Hiring and Compensation

The biggest news all week for federal employees, the Washington Post reports the administration will be suggesting a 1.9 percent raise for them. This comes after the administration released its 2018 budget proposal which, made no mention of pay one way or another.

The 1.9 percent number may have come from language already built into the budget process that automatically raises federal pay by that amount, unless the President or Congress says otherwise, either by submitting an alternative pay raise rate or cutting the raise altogether. A bill in the house would give employees a 3.2 percent raise, but without such a law, the President has a lot of discretion.

One the President Donald Trump’s main topics during his campaign was to build a wall along the U.S.-Mexico border and he signed an executive order calling for one. This week, the administration took another step to bring that idea to fruition. Customs and Border Protection is looking for proposals for the design and construction of a wall along the U.S. southern border. It issued two Requests for Proposals to implement Trump’s executive order. It called for multiple conceptual wall designs with the intent to construct multiple prototypes. Responses are due by March 29.

We also got more of an idea of whom the President wants implementing his policies. Trump makes his selection for a key post in the Homeland Security Department, tapping David Glawe to the be the next under secretary for intelligence and analysis at DHS. Right now Glawe is the assistant commissioner at CBP. Until he’s confirmed, the President named Rear Adm. Robert Hayes to serve in the role in an acting capacity. Trump’s second choice to run the Labor Department testified before the Senate Health, Labor, Education, and Pensions Committee. Alex Acosta assured committee members he would not allow political pressures to influence his decision making, a mistake he felt he made when he served as a federal prosecutor during the Bush Era.

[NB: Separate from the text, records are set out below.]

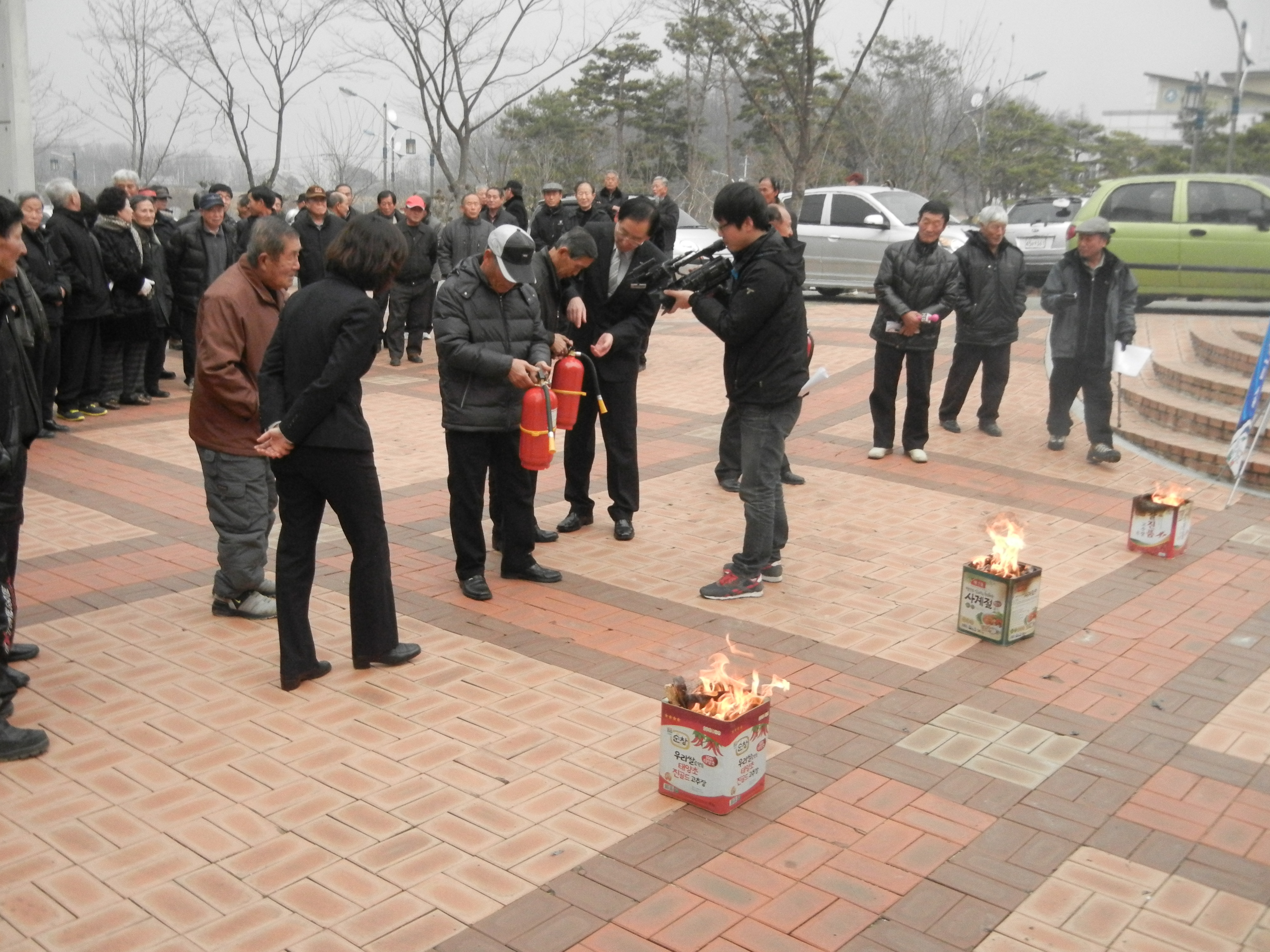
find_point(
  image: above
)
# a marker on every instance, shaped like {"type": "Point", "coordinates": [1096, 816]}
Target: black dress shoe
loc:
{"type": "Point", "coordinates": [298, 680]}
{"type": "Point", "coordinates": [535, 573]}
{"type": "Point", "coordinates": [403, 653]}
{"type": "Point", "coordinates": [575, 521]}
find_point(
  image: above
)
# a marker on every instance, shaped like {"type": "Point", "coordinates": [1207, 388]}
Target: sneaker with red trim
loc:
{"type": "Point", "coordinates": [732, 586]}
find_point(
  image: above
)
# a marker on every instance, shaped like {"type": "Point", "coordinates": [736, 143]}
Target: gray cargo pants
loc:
{"type": "Point", "coordinates": [241, 503]}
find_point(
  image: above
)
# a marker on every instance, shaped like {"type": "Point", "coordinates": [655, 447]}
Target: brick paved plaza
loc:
{"type": "Point", "coordinates": [1100, 786]}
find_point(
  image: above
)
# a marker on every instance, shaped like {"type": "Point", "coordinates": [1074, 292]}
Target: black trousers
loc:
{"type": "Point", "coordinates": [308, 480]}
{"type": "Point", "coordinates": [472, 458]}
{"type": "Point", "coordinates": [996, 374]}
{"type": "Point", "coordinates": [410, 318]}
{"type": "Point", "coordinates": [187, 323]}
{"type": "Point", "coordinates": [1094, 383]}
{"type": "Point", "coordinates": [619, 427]}
{"type": "Point", "coordinates": [888, 362]}
{"type": "Point", "coordinates": [82, 364]}
{"type": "Point", "coordinates": [730, 447]}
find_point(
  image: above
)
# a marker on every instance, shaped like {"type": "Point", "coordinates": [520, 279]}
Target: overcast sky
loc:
{"type": "Point", "coordinates": [1095, 53]}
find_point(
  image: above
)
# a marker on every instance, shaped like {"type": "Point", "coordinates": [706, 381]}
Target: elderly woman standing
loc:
{"type": "Point", "coordinates": [156, 268]}
{"type": "Point", "coordinates": [995, 296]}
{"type": "Point", "coordinates": [126, 334]}
{"type": "Point", "coordinates": [312, 407]}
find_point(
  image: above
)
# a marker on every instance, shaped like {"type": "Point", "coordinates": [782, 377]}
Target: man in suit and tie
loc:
{"type": "Point", "coordinates": [614, 317]}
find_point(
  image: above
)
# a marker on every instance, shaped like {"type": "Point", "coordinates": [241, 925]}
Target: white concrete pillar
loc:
{"type": "Point", "coordinates": [17, 144]}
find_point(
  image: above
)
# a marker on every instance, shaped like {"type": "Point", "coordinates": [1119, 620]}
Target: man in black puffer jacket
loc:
{"type": "Point", "coordinates": [197, 257]}
{"type": "Point", "coordinates": [491, 347]}
{"type": "Point", "coordinates": [763, 322]}
{"type": "Point", "coordinates": [918, 286]}
{"type": "Point", "coordinates": [994, 299]}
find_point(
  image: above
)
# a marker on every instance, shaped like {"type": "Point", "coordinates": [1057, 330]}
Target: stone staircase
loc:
{"type": "Point", "coordinates": [1187, 403]}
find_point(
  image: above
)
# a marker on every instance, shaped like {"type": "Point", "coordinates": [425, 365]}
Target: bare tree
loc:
{"type": "Point", "coordinates": [253, 72]}
{"type": "Point", "coordinates": [468, 67]}
{"type": "Point", "coordinates": [129, 78]}
{"type": "Point", "coordinates": [791, 88]}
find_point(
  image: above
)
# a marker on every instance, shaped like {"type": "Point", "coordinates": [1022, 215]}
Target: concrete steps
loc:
{"type": "Point", "coordinates": [1187, 403]}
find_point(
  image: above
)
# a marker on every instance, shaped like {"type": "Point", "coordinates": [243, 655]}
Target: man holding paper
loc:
{"type": "Point", "coordinates": [761, 319]}
{"type": "Point", "coordinates": [1093, 296]}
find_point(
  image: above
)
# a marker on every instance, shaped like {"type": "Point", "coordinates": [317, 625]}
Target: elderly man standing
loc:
{"type": "Point", "coordinates": [237, 321]}
{"type": "Point", "coordinates": [994, 299]}
{"type": "Point", "coordinates": [463, 238]}
{"type": "Point", "coordinates": [918, 286]}
{"type": "Point", "coordinates": [491, 347]}
{"type": "Point", "coordinates": [413, 291]}
{"type": "Point", "coordinates": [1093, 296]}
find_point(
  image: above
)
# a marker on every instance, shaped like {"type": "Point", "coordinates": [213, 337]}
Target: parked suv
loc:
{"type": "Point", "coordinates": [1039, 228]}
{"type": "Point", "coordinates": [1189, 235]}
{"type": "Point", "coordinates": [848, 228]}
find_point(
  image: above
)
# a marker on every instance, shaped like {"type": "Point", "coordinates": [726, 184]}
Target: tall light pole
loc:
{"type": "Point", "coordinates": [1241, 63]}
{"type": "Point", "coordinates": [388, 116]}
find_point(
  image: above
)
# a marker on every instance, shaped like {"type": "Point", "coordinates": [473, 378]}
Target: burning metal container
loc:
{"type": "Point", "coordinates": [1160, 522]}
{"type": "Point", "coordinates": [1000, 595]}
{"type": "Point", "coordinates": [714, 739]}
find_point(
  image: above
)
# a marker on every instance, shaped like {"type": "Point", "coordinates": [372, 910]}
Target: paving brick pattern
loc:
{"type": "Point", "coordinates": [1100, 786]}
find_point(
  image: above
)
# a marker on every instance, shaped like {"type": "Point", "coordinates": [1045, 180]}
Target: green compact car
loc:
{"type": "Point", "coordinates": [1189, 235]}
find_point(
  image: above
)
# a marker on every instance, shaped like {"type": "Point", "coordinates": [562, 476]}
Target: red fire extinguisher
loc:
{"type": "Point", "coordinates": [568, 379]}
{"type": "Point", "coordinates": [538, 427]}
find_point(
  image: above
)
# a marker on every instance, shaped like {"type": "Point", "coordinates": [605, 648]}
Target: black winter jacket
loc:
{"type": "Point", "coordinates": [994, 293]}
{"type": "Point", "coordinates": [46, 267]}
{"type": "Point", "coordinates": [91, 296]}
{"type": "Point", "coordinates": [1065, 331]}
{"type": "Point", "coordinates": [460, 239]}
{"type": "Point", "coordinates": [915, 277]}
{"type": "Point", "coordinates": [478, 334]}
{"type": "Point", "coordinates": [187, 266]}
{"type": "Point", "coordinates": [761, 319]}
{"type": "Point", "coordinates": [422, 257]}
{"type": "Point", "coordinates": [551, 224]}
{"type": "Point", "coordinates": [312, 374]}
{"type": "Point", "coordinates": [314, 243]}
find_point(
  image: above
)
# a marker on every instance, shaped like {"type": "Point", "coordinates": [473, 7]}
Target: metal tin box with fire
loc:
{"type": "Point", "coordinates": [1000, 595]}
{"type": "Point", "coordinates": [714, 739]}
{"type": "Point", "coordinates": [1160, 522]}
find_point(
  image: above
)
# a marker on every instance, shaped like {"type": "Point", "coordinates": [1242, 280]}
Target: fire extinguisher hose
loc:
{"type": "Point", "coordinates": [595, 376]}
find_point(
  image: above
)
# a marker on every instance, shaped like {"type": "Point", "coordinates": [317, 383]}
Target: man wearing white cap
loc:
{"type": "Point", "coordinates": [491, 347]}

Trump also authorized $19.5 billion in funding for the National Aeronautics and Space Administration, but gave the agency a tall order. The legislation tasked NASA to develop a human exploration road map with the long-term goal of human missions near or on the surface of Mars in the 2030s. The White House upped its commitment to space travel even more by recreating an old working group from the first Bush era. Vice President Mike Pence said they are reestablishing the National Space Council, which he will chair himself.